Denizkızı: Mitolojik kaynaklı efsaneler içinde belki de en dikkat çekici olanlar, fiziksel olarak bir yönüyle insana benzeyen canlılardır. Denizkızı ise bunlardan en bilindikleridir. Bu anlatı bana, olayın bizzat tek şahidi olan, ismini de aldığım öğretmen olan dedemden anlatılarak gelen ve babamdan bana aktarılan gerçek bir efsaneye dayanır. 1929 yılında Yavuz gemisinde, Ege Denizi açıklarında askerlik görevini yapmakta olan Mehmet Şükrü Nar, bir sabah uyuyamadığını söyleyerek geminin içinde dolanır. Hava henüz aydınlanmamış; ancak etrafa karanlık değildir. O esnada uzağa baktığında insana benzeyen bir canlının kayalık bir mevkide oturduğunu görür. İlk önce hayal gördüğünü zanneder sonra görür ki, belinden aşağısı balık olan belinden yukarısı insan olan bir canlı, kayalığın üstünde saçlarını taramaktadır. Belinden aşağıya kadar uzanan, sapsarı saçlarını tarayan bu denizkızı, dedem tarafından seyredildiğini anlayınca hemen denizin derinliklerine dalar ve gözden kaybolur. Keza benzer bir efsaneyi zamanında, Ankara Üniversitesi'ne yüksek lisans yapmak için Bahama Adalarından gelen, “Loura” isimli öğrenciden de duydum. Dedesinin yaralı halde bulduğu denizkızını, uzun uğraşlar sonucunda iyileştirdiği ve dedesi ölünceye kadar denizkızının sürekli gelip gittiğini söylemiştir.

Birçok kültürde masallara, hikâyelere ve filmlere konu edilen denizkızı efsaneleri, birbirine benzer ya da farklı şekillerde tasvir edilmiş varlıklar olarak kayda geçmiştir. Bazı hikâyelerde denize düşen insanları kurtaran, bazı hikâyelerde de büyüleyici sesleriyle insanları etkilediklerine ve gemilerin batmalarına neden oldukları rivayet edilir.
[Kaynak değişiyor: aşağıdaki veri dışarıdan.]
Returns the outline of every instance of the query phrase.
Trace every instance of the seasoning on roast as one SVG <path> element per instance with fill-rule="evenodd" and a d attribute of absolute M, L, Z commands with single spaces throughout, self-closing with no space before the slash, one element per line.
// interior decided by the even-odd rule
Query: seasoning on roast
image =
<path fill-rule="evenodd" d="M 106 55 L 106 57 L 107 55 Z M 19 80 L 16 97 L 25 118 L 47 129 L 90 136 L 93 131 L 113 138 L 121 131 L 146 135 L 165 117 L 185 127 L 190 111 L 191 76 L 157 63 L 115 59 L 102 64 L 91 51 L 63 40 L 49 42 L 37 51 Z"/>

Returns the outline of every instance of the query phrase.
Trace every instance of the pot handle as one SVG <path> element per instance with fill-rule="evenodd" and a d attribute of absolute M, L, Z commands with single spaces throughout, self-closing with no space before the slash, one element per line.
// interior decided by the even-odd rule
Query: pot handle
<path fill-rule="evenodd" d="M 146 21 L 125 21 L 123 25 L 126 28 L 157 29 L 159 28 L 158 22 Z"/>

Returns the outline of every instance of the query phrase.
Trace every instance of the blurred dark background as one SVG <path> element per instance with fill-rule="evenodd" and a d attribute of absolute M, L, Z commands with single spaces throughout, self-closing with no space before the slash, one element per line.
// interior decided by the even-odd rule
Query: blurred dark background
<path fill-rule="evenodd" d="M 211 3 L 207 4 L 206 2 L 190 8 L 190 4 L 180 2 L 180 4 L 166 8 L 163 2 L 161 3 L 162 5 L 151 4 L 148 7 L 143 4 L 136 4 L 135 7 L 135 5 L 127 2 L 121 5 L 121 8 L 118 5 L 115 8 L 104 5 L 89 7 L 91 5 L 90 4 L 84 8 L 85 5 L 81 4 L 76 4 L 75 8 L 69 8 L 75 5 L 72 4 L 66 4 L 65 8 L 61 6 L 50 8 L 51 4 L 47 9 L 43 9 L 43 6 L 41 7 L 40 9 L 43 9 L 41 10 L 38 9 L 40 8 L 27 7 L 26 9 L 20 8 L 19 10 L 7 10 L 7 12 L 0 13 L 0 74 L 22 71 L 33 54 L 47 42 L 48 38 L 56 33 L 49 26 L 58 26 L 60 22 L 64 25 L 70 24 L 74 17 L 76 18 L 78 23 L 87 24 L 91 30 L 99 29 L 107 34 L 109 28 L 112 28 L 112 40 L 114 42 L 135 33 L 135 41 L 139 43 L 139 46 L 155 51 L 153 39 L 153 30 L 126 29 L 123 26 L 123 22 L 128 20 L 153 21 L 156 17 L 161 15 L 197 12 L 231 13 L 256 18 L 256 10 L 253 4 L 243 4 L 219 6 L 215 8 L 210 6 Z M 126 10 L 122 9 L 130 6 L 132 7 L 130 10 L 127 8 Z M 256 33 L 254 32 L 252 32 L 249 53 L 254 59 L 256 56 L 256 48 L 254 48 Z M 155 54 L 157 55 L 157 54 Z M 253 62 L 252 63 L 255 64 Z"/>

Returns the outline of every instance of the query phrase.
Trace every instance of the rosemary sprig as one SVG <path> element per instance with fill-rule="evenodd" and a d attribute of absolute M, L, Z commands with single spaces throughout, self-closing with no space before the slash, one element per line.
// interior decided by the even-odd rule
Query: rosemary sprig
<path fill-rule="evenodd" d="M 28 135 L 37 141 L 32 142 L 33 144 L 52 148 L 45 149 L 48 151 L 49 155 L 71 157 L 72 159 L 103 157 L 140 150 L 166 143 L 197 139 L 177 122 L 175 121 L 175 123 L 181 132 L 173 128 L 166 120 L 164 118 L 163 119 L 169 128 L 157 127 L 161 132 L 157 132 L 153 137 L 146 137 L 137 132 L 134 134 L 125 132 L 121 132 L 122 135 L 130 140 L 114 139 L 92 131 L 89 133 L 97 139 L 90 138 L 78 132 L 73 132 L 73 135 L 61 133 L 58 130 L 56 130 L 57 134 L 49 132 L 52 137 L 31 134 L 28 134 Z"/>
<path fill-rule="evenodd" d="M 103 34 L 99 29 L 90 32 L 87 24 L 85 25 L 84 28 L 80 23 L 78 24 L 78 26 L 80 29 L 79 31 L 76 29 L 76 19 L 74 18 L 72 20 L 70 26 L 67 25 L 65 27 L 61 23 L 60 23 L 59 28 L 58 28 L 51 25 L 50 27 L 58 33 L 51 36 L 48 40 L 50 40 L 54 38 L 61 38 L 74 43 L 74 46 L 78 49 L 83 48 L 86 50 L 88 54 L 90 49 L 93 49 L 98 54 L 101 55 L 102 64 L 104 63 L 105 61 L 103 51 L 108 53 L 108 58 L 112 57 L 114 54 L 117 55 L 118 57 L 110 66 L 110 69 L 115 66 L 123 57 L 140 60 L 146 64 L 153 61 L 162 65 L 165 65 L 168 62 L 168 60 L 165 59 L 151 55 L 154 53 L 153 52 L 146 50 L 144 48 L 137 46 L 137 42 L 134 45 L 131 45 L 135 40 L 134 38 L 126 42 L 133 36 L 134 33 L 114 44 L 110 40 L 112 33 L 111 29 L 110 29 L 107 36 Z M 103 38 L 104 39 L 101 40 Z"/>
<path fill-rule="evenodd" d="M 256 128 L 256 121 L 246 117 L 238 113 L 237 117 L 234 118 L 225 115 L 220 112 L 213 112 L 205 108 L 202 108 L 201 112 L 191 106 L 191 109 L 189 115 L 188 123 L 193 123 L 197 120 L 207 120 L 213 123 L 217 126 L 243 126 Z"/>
Yukarıda bahsi geçen denizkızı efsanesinin gerçek olması, aslında geçmişte konu edilen ve gerçek dışı olarak kabul edebileceğimiz pek çok mitolojik kaynaklı varlıklara ilişkin anlatıların gerçek olabileceğine yönelik anlamlı izler taşır. Bu efsanenin diğer kültürlerle anılması ve anlatılagelmesi; aynı zamanda mitolojik kökenli efsanelerin yayılmacılık kuramı içinde evrensel niteliğine vurgu yapar.

Antropolog Malinowski mitsel öğeleri, bilimin bir alternatifi olarak görerek gizemli olguları açıklamak için kullanır. Malinowski bilimi, her şeyi açıklayan, somut gelişmelerle ortaya çıkan, bir çeşit sosyal-kültürel yapı aracılığıyla sürdürülen bir değişiklik olarak görmemektedir. Aksi durumda ilkel toplumlarda da bir bilimin varlığından söz edilebileceğini söyler. Benzer şekilde Levi-Strauss da miti bütünüyle bilimsel kabul eder. Ona göre mit, modem bilimden daha az bilimsel değildir. Yani gerçeğin bir yansımasıdır. Mitsel öğeler, en temel anlamda soyutun değil, somutun bilimidir. Mit, algılanabilen somut nitelikleri kullanılır. Dolayısıyla mit, somut ve görünür olaylarla ilgilenir. Bu kapsamda, her iki anlayış için de önemli olan, mitin doğruluğuna inanılmasının yeterli görülmesidir (Segal,2012). Diğer bir ifade ile geçmişte ve günümüzde gerçek olup bilimin açıklayamadığı pek çok şey bulunabilmektedir.